A REVIEW OF
Hitler, Downfall: 1939–1945
By Volker Ullrich
Penguin/Random House
Paperback
Second volume of Hitler biography from Volker Ullrich leaves no stone unturned
By Jay Wiener
Special to the Mississippi Clarion Ledger
USA TODAY NETWORK
Elderly people painfully remember World War II–the disruption and the aftermath. Its catalyst was a malevolent man, enabled by supporters never doubting absurdities, never saying “No!”
The fact that one of the vilest individuals in human history governed within living memory is sobering. It is unnecessary to travel far to find adjectives describing Herr Hitler—hateful and horrendous. Nothing about him was heroic or honorable.

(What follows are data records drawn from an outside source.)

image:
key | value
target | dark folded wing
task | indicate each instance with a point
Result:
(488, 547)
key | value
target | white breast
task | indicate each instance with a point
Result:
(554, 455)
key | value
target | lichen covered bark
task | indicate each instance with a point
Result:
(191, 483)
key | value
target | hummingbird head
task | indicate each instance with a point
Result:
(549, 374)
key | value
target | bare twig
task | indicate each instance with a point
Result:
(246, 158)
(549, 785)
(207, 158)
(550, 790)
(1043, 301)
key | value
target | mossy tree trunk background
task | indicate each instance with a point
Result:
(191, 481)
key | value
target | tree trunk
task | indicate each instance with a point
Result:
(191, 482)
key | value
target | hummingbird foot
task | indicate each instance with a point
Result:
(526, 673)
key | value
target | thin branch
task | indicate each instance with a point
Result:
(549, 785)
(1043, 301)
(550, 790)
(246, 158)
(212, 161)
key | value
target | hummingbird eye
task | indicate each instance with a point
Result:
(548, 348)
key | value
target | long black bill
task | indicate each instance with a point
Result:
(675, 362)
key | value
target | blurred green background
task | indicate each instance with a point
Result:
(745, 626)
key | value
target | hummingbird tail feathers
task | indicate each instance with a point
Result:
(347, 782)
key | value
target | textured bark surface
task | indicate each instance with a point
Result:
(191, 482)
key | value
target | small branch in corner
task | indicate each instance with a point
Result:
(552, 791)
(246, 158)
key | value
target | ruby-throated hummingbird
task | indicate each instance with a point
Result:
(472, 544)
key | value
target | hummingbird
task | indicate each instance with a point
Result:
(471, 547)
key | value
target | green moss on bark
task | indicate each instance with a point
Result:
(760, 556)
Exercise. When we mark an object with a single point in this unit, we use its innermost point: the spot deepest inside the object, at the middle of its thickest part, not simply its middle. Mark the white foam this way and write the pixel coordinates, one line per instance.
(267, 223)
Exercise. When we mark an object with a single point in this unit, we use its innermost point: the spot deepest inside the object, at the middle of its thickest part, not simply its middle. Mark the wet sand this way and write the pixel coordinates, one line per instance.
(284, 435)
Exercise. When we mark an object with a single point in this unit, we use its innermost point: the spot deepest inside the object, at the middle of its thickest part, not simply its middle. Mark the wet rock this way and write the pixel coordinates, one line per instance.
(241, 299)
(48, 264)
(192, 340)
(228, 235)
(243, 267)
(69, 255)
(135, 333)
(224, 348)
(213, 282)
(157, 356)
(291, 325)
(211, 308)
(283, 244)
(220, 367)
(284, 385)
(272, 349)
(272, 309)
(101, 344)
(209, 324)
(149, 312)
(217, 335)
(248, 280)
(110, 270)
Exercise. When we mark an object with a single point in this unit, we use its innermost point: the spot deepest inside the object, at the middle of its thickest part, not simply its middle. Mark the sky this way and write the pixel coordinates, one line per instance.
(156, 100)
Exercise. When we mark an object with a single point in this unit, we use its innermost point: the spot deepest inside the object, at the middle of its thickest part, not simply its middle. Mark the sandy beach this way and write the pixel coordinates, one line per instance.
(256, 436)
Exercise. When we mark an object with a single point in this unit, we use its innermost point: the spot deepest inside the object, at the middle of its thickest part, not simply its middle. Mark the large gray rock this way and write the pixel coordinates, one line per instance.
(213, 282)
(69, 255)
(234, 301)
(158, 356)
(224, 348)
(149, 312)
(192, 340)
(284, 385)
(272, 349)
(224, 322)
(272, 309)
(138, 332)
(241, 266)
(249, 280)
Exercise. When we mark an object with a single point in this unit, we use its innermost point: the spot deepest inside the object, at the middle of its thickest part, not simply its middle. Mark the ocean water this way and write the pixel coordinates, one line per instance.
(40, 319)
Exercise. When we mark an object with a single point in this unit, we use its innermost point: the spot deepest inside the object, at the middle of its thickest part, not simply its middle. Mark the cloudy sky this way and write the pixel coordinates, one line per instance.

Notwithstanding Hitler’s historic importance, people avoid biographies of him. I never purchased one until “Downfall: 1939-1945”—the second volume of Volker Ullrich’s “Hitler”—was released recently in paperback. It necessitated reading “Ascent: 1889-1939”, the preceding volume, beforehand.
Enduring 1500 pages delineating a despicable dictator is not for the faint of heart. The subject matter is hardly uplifting. It cannot be commended to those depressive or desiring diversion. Neither is it for neo-Nazis or people seeking a safe harbor in extremism: Ullrich leaves no stone unturned explaining why an absence of impulse control cannot maximize successes.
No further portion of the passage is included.